Identifiability of Potentially Degenerate Gaussian Mixture Models With Piecewise Affine Mixing
For researchers in causal representation learning, this work extends identifiability guarantees to degenerate Gaussian mixtures, addressing a challenging setting where standard density-based methods fail.
This paper addresses identifiability in causal representation learning for latent variables following a potentially degenerate Gaussian mixture model with a piecewise affine mixing function. The authors prove identifiability up to permutation and scaling using sparsity regularization and propose a two-stage estimation method that recovers ground-truth latent variables effectively on synthetic and image data.

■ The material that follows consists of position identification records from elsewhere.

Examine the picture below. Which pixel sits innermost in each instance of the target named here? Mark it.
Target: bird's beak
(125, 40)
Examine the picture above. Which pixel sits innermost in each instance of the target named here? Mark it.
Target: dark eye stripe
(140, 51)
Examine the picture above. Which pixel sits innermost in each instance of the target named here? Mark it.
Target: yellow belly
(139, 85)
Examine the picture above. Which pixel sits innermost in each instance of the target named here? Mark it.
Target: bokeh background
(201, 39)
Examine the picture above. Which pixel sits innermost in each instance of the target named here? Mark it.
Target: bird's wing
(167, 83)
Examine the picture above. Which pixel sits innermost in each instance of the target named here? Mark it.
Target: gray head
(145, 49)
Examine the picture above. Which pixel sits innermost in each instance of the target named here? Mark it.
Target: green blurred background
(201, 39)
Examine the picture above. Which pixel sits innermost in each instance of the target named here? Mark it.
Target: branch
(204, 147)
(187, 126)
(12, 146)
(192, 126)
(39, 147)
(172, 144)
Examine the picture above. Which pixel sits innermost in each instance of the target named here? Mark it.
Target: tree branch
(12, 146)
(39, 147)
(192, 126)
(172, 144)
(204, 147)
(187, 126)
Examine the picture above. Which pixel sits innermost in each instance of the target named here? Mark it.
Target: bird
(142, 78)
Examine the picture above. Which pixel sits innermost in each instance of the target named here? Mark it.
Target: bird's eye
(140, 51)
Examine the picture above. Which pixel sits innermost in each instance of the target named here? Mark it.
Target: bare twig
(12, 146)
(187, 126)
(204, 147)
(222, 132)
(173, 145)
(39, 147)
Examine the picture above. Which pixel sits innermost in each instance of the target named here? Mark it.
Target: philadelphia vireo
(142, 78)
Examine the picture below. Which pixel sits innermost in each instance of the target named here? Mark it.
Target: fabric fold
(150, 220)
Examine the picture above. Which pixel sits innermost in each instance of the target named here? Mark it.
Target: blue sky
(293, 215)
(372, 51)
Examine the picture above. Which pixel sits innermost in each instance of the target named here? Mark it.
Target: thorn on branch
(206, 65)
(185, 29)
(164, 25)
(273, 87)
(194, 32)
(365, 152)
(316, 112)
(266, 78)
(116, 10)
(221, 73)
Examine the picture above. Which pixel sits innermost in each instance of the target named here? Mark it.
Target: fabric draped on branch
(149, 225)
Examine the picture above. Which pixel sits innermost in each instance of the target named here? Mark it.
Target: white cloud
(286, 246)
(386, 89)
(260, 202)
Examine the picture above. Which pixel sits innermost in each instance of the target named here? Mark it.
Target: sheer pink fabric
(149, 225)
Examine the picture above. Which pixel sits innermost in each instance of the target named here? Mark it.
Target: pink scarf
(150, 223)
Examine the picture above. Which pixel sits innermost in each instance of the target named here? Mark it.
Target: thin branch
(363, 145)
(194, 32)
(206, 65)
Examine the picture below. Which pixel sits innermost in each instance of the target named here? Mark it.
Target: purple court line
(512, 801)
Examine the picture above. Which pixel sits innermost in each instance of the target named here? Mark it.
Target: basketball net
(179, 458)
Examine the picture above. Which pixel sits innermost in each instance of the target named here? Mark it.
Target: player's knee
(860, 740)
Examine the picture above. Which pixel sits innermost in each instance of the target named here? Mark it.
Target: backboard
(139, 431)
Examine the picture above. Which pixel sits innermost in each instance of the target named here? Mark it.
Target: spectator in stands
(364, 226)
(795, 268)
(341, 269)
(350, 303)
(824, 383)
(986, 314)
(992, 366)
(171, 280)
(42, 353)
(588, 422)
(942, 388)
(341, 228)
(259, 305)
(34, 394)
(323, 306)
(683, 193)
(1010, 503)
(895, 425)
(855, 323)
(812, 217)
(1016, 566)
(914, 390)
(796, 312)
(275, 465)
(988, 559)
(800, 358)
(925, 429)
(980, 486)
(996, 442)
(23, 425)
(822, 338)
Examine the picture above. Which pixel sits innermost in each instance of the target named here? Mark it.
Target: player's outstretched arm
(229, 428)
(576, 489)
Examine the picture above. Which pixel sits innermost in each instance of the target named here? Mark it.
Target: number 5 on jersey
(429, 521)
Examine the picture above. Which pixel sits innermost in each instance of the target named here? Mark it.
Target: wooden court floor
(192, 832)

Causal representation learning (CRL) aims to identify the underlying latent variables from high-dimensional observations, even when variables are dependent with each other. We study this problem for latent variables that follow a potentially degenerate Gaussian mixture distribution and that are only observed through the transformation via a piecewise affine mixing function. We provide a series of progressively stronger identifiability results for this challenging setting in which the probability density functions are ill-defined because of the potential degeneracy. For identifiability up to permutation and scaling, we leverage a sparsity regularization on the learned representation. Based on our theoretical results, we propose a two-stage method to estimate the latent variables by enforcing sparsity and Gaussianity in the learned representations. Experiments on synthetic and image data highlight our method's effectiveness in recovering the ground-truth latent variables.